All of lore.kernel.org
 help / color / mirror / Atom feed
From: Borislav Petkov <bp@alien8.de>
To: Tony Luck <tony.luck@gmail.com>
Cc: Havard Skinnemoen <hskinnemoen@google.com>,
	Linux Kernel <linux-kernel@vger.kernel.org>,
	Ewout van Bekkum <ewout@google.com>
Subject: Re: [PATCH 4/6] x86-mce: Add spinlocks to prevent duplicated MCP and CMCI reports.
Date: Fri, 11 Jul 2014 11:24:54 +0200	[thread overview]
Message-ID: <20140711092454.GA17083@pd.tnic> (raw)
In-Reply-To: <20140710191224.GF5603@pd.tnic>

On Thu, Jul 10, 2014 at 09:12:24PM +0200, Borislav Petkov wrote:
> I'll think about it more tomorrow - my brain is twisted enough for
> today. :-)

Ok, new day, new luck. :-)

So, following yesterday's discussion, our problem is IMHO that shared
banks could be read multiple times before they're finally cleared,
leading to repeated MCE records.

Now, staring at machine_check_poll, the processing is controlled by one
bit - MCI_STATUS_VAL - which decides what happens next.

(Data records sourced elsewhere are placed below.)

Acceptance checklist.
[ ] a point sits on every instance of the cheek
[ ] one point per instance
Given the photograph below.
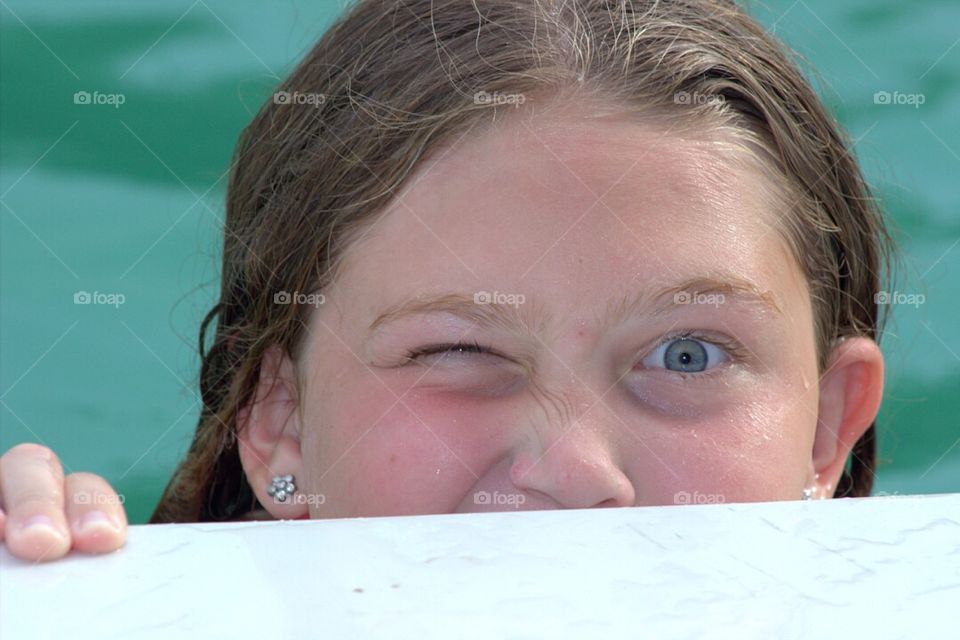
(755, 450)
(418, 456)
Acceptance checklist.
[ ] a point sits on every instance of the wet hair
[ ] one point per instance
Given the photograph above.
(401, 79)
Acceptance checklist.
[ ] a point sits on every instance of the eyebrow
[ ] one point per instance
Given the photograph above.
(649, 302)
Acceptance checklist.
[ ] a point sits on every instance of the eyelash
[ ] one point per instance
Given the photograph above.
(474, 347)
(735, 350)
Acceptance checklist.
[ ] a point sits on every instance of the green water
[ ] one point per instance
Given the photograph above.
(129, 200)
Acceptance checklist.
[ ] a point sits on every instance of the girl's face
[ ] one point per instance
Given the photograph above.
(650, 338)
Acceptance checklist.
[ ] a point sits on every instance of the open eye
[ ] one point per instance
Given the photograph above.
(685, 354)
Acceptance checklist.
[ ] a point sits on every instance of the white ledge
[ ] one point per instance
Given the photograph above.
(885, 567)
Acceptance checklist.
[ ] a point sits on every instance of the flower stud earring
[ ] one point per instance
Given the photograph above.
(280, 487)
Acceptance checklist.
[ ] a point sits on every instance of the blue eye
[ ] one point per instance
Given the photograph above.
(685, 355)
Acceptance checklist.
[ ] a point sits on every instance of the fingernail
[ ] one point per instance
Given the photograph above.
(95, 518)
(41, 523)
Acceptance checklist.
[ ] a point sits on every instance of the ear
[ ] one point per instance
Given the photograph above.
(268, 431)
(850, 393)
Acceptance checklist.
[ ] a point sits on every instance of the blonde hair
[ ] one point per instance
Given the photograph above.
(399, 79)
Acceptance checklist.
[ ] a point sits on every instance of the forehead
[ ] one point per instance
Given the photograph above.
(571, 204)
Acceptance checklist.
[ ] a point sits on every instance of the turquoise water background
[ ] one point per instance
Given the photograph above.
(129, 199)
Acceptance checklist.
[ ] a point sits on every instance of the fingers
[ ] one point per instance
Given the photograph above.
(31, 481)
(97, 519)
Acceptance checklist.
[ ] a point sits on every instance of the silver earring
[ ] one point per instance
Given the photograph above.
(280, 487)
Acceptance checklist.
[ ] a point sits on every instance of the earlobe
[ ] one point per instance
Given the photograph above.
(268, 432)
(851, 390)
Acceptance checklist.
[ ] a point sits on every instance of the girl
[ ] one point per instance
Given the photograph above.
(519, 254)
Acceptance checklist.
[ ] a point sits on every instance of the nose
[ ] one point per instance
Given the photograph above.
(575, 468)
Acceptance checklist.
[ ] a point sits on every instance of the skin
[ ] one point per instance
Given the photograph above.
(576, 208)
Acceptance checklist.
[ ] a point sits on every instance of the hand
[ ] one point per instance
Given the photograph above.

So how about we change processing around this one bit: we let only one
reader access MSR_IA32_MCx_STATUS(i) and clear it right afterwards by
saving its contents to m.status previously.

Concurrent callers of machine_check_poll will not read the MCI_STATUS
MSR and since they look at the local copy m.status which is 0, they'll
go to the next bank.

And this for the cost of a locked CMPXCHG when we have to inc
poll_reader which should be cheaper than disabling IRQs everytime.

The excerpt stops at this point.